Sudah sebulan ini DR Thomaq al-Bakhili, pemilik BPR Rakyat Nestapa ingin berdebat dengan Guru Sufi yang diam-diam memfatwakan haram praktek perbankan dan kemudian membangun jaringan keuangan antar pesantren dan pengikut tarikat serta masyarakat. Akibat tindakan Guru Sufi itu, para pedagang yang biasa pinjam uang ke BPR Rakyat Nestapa menurun jumlahnya. Bahkan pedagang-pedagang yang biasa menginvestasikan dananya ke BPR sudah tidak ada lagi. Belakangan, malah tersiar kabar pedagang-pedagang tidak mau lagi mendepositokan uangnya ke bank-bank konvensional.

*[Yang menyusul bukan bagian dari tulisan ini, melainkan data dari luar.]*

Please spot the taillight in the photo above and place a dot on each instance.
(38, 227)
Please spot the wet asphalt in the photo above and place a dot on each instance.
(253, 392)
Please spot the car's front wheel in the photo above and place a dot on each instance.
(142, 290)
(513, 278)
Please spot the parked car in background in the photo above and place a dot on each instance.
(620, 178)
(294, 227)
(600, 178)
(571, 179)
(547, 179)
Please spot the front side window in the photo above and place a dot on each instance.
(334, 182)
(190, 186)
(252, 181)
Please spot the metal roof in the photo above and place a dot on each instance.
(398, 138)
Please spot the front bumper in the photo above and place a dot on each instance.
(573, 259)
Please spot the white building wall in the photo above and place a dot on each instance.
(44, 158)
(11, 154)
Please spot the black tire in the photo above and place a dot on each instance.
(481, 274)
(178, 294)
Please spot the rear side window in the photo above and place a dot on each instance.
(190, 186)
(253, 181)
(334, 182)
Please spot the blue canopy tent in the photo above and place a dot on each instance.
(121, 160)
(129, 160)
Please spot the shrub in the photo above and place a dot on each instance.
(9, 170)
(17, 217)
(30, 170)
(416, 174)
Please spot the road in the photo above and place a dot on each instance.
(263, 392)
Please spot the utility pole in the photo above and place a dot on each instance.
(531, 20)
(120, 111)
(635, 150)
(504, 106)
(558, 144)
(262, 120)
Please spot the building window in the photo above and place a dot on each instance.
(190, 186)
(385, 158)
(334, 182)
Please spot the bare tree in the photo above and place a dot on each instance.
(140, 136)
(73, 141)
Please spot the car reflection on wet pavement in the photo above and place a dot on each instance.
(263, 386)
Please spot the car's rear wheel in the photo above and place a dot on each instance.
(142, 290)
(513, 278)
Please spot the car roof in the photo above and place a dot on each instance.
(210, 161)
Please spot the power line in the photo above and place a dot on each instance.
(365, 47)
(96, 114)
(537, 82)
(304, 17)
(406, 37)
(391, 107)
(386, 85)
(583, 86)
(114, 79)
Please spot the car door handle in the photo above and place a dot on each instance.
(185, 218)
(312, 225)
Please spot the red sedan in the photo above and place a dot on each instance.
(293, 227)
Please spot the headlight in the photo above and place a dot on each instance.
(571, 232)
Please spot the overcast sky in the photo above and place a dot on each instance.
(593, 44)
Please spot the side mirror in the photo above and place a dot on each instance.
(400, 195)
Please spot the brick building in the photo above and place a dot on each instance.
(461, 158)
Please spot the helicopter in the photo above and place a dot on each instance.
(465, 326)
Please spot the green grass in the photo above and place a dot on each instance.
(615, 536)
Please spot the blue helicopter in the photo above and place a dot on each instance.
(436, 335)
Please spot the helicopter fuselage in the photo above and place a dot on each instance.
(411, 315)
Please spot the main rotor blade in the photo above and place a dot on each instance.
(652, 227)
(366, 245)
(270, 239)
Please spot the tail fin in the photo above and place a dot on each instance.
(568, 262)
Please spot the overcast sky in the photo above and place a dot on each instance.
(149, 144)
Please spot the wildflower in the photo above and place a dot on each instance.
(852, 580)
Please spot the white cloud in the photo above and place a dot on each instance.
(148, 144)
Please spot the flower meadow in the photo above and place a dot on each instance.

Takut usahanya bangkrut, DR Thomaq al-Bakhili dengan didampingi ustadz Tajir al-Nafaq menemui Guru Sufi untuk meminta penjelasan seputar pandangan Guru Sufi mengharamkan praktek perbankan. Ustadz Tajir al-Nafaq sendiri sudah menyiapkan dalil-dalil untuk mementahkan pandangan dan simpulan Guru Sufi mengharamkan praktek perbankan.

“Maaf Mbah Kyai,” kata DR Thomaq al-Bakhili memulai pembicaraan,”Kami datang untuk memperoleh fatwa seputar haramnya praktek perbankan. Mohon petunjuk, Mbah Kyai.”

Guru Sufi tersenyum dan berkata,”Aku tidak pernah mengharamkan perbankan. Yang aku haramkan adalah praktek perbankan yang di dalamnya terdapat unsur penipuan. Jadi kalau bank tidak menipu dan merugikan, maka tidak haram. Sampai di sini, sampeyan setuju tidak dengan pandanganku?”

“Oo begitu Mbah Kyai, kami tentu setuju,” sahut DR Thomaq al-Bakhili mengangguk-angguk,”Karena orang kafir pun tidak mau kalau ditipu. Tapi bisakah kami diberi contoh riil, praktek perbankan mana yang mengandung unsur penipuan?”

“Hampir semua bank melakukan praktek yang menipu, maksudku praktek-praktek yang menguntungkan pihak bank dan sebaliknya merugikan nasabah. Menurut pandangan Islam yang aku fahami, jika transaksi dua pihak ternyata terbukti dengan sengaja mengandung unsur yang merugikan salah satu pihak, maka transaksi semacam itu haram hukumnya. Karena salah satu pihak sengaja ingin menarik keuntungan dengan membuat aturan main yang merugikan pihak lain,” Guru Sufi memaparkan.

“Ah itu sangat menarik, saya sepakat itu Mbah Kyai,” sahut DR Thomaq al-Bakhili menarik nafas berat,”Tapi bisakah Mbah Kyai memberi contoh riil terkait praktek perbankan yang tegas-tegas menunjukkan pihak bank dengan sengaja menjalankan aturan main yang merugikan nasabah?”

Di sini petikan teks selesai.